Redescending estimators for data reconciliation and parameter estimation

Gross error detection is crucial for data reconciliation and parameter estimation, as gross errors can severely bias the estimates and the reconciled data. Robust estimators significantly reduce the effect of gross errors (or outliers) and yield less biased estimates. An important class of robust estimators are maximum likelihood estimators or M-estimators. These are commonly of two types, Huber estimators and Hampel estimators. The former significantly reduces the effect of large outliers whereas the latter nullifies their effect. In particular, these two estimators can be evaluated through the use of an influence function, which quantifies the effect of an observation on the estimated statistic. Here, the influence function must be bounded and finite for an estimator to be robust. For the Hampel estimators the influence function becomes zero for large outliers, nullifying their effect. On the other hand, Huber estimators do not reject large outliers; their influence function is simply bounded. As a result, we consider the three part redescending estimator of Hampel and compare its performance with a Huber estimator, the Fair function.

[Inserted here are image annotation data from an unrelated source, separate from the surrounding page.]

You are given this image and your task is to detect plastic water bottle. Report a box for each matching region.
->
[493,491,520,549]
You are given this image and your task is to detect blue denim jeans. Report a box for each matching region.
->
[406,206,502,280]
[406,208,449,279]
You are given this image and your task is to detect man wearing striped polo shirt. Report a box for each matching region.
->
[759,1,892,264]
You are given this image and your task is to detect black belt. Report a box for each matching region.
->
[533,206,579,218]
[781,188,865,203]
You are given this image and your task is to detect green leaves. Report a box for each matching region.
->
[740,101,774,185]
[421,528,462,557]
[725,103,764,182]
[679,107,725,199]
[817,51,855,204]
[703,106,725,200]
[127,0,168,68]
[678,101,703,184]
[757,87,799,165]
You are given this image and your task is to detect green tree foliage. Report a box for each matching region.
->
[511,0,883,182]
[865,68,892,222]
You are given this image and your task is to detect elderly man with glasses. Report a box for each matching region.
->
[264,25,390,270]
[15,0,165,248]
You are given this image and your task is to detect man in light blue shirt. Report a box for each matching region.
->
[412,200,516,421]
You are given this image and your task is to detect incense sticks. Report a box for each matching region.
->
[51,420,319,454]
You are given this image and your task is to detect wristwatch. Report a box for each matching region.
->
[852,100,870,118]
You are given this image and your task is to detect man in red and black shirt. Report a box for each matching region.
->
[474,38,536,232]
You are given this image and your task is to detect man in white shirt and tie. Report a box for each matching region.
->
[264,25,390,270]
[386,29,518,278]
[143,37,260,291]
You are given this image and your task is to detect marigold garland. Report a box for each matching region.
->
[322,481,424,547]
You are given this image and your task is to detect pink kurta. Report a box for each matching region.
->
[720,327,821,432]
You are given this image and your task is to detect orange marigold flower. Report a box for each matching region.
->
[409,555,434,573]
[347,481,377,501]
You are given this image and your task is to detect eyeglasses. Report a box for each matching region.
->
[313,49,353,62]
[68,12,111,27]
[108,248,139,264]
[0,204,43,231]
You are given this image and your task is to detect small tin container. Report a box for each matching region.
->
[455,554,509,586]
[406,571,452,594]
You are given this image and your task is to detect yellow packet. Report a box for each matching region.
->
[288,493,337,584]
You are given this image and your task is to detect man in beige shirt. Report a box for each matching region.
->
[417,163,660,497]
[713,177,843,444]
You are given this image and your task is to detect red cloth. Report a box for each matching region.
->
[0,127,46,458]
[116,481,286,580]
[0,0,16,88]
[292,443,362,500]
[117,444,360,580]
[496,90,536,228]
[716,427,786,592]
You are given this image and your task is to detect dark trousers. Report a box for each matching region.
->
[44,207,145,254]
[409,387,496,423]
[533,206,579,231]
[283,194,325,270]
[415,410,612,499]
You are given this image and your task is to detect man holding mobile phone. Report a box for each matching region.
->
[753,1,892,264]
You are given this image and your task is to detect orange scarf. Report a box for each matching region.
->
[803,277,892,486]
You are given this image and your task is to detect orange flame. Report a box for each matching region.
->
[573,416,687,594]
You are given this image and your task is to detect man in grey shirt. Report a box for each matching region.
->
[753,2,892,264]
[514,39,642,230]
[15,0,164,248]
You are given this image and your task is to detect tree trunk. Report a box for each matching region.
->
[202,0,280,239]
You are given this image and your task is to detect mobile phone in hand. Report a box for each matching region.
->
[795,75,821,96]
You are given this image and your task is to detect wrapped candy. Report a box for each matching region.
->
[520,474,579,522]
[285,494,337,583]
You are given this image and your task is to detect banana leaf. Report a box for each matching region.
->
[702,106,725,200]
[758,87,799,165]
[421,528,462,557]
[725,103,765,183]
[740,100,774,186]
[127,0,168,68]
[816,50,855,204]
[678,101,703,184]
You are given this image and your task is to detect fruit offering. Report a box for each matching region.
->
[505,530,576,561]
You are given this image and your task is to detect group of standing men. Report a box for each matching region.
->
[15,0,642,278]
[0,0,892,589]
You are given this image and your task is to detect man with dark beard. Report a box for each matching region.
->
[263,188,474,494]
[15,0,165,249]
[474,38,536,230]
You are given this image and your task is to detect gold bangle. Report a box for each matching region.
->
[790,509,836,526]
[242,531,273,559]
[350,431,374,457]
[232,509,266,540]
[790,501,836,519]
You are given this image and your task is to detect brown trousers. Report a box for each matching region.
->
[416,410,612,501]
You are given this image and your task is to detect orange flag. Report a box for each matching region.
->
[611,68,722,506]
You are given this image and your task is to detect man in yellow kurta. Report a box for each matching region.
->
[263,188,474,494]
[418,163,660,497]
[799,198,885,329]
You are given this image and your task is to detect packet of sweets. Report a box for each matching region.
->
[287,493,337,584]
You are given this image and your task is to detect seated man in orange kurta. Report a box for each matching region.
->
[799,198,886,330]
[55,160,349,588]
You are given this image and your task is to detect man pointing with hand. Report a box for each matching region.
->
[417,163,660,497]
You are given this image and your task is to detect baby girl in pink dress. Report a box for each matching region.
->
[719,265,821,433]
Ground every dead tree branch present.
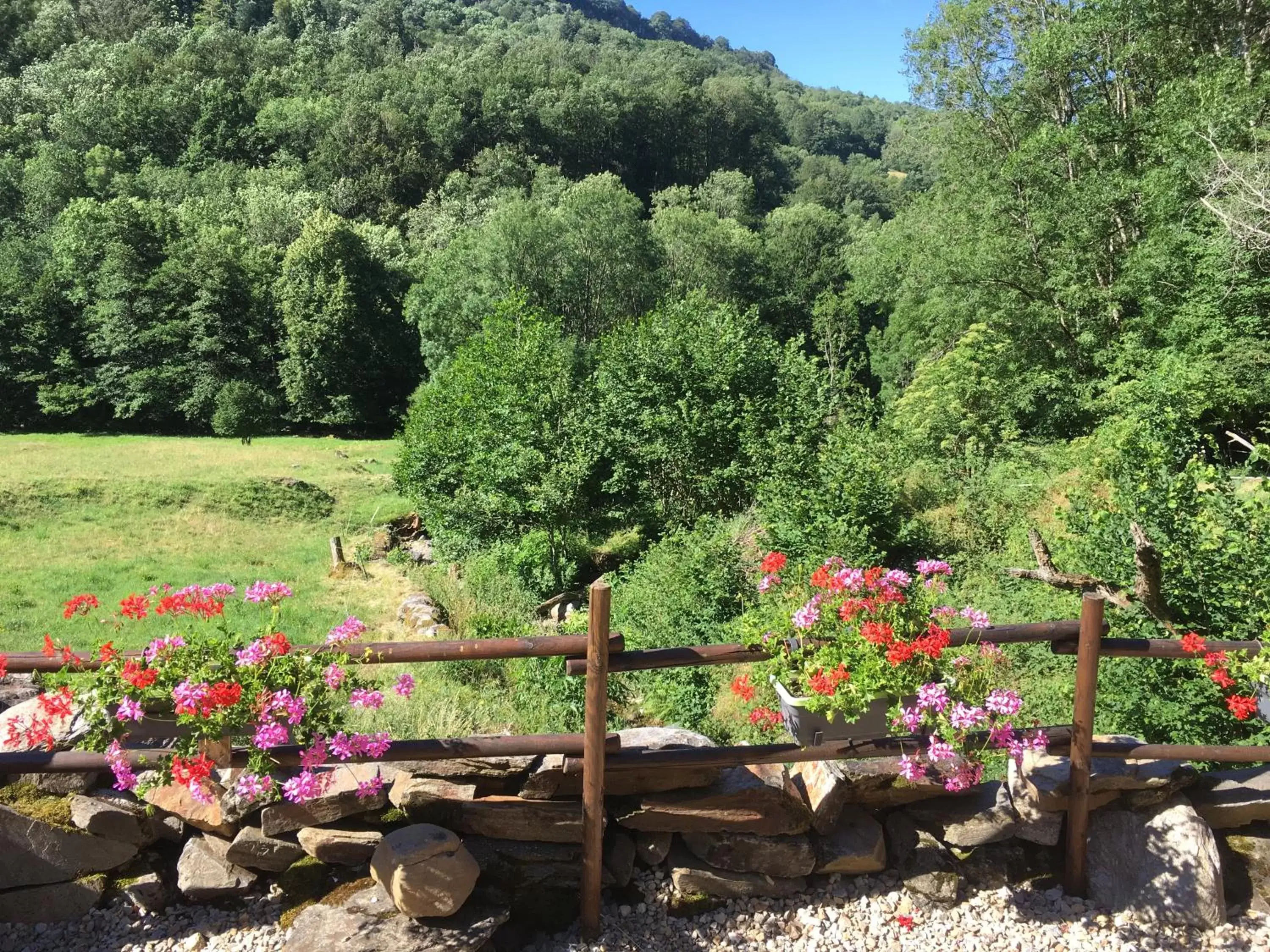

A major advantage to redescending estimators is that it is easy to identify outliers without having to perform any exploratory data analysis on the residuals of regression. Instead, the outliers are simply the rejected observations. In this study, the redescending estimators are also tuned to the particular observed system data through an iterative procedure based on the Akaike information criterion, (AIC). This approach is not easily afforded by the Huber estimators and this can have a significant impact on the estimation. The resulting approach is incorporated within an efficient non-linear programming algorithm. Finally, all of these features are demonstrated on a number of process and literature examples for data reconciliation.